The paper investigates connecting distant quantum subnetworks via a quantum backbone that uses entanglement distribution and quantum teleportation to enable hybrid packetized-entanglement transmission. It proposes an interface to merge packetized networks with an entanglement-based backbone and evaluates performance through simulations incorporating satellite and fiber backbones. Key findings indicate satellite backbones can provide higher entanglement provisioning than fiber under visibility constraints, while a hybrid approach improves robustness and throughput; memory size influences performance with diminishing returns beyond a threshold.
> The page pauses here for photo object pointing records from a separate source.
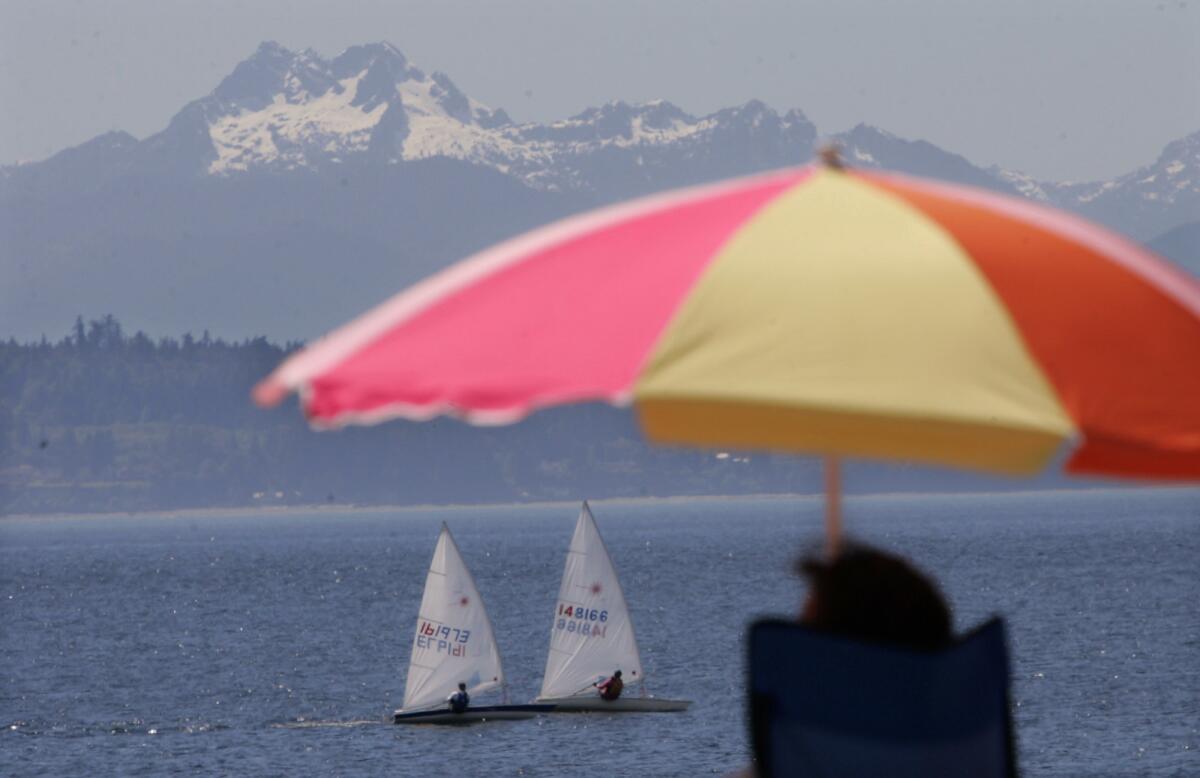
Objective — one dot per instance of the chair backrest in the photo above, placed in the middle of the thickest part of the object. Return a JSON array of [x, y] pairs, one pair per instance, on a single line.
[[823, 705]]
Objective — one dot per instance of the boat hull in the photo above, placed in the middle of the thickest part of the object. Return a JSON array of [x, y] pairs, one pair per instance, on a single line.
[[621, 705], [472, 714]]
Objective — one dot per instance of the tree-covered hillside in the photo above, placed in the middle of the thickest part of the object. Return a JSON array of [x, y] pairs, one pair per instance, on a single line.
[[103, 420]]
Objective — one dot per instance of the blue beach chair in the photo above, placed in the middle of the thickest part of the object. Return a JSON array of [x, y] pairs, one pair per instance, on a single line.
[[822, 705]]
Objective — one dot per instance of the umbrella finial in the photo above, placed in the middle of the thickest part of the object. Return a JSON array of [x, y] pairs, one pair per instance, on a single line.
[[831, 156]]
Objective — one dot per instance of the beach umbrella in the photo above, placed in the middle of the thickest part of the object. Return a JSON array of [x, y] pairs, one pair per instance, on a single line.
[[819, 310]]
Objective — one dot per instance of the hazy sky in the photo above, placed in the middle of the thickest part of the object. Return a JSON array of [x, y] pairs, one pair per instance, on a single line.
[[1071, 89]]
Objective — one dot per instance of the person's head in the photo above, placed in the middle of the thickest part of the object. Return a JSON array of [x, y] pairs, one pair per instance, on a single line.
[[876, 597]]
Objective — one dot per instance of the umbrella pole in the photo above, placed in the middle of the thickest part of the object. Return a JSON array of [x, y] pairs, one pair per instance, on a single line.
[[833, 506]]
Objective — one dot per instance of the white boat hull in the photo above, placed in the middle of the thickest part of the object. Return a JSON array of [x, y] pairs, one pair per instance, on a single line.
[[472, 714], [589, 704]]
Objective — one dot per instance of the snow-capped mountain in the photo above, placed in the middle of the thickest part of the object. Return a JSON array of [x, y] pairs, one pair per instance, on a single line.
[[283, 111], [319, 185]]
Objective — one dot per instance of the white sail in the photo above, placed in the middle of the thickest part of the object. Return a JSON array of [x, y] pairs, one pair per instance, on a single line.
[[592, 634], [454, 640]]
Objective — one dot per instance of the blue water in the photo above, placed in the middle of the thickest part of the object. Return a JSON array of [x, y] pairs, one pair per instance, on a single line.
[[277, 644]]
The work offers a practical near-term pathway toward a scalable global quantum Internet by leveraging existing satellite infrastructure, while outlining the major technical milestones required for deployment.

Abstract

To realize a global quantum Internet, there is a need for communication between quantum subnetworks. To accomplish this task, there have been multiple design proposals for a quantum backbone network and quantum subnetworks. In this work, we elaborate on the design that uses entanglement and quantum teleportation to build the quantum backbone between packetized quantum networks. We design a network interface to interconnect packetized quantum networks with entanglement-based quantum backbone networks and, moreover, design a scheme to accomplish data transmission over this hybrid quantum network model. We analyze the use of various implementations of the backbone network, focusing our study on backbone networks that use satellite links to continuously distribute entanglement resources. For feasibility, we analyze various system parameters via simulation to benchmark the performance of the overall network.

Figures (4)

• Figure 1: Two packetized networks and a data center are interconnected via an entanglement-based backbone network. The network backbone can be composed of fiber technology or satellite.
• Figure 2: A hybrid quantum network interface design. In (a) is a depiction of the processing of a hybrid frame. The quantum payload is processed in the memory depicted in (b). The memory stores individual entangled qubits marked by $\times$, where some of them may be lost in transmission.
• Figure 3: Received qubits for various satellites overhead and fiber connections between Munich and Nuremberg with an average frame inter-arrival time of $20$ ms between frames.
• Figure 4: Total received qubits in a service time window of $10$ minutes with varying memory.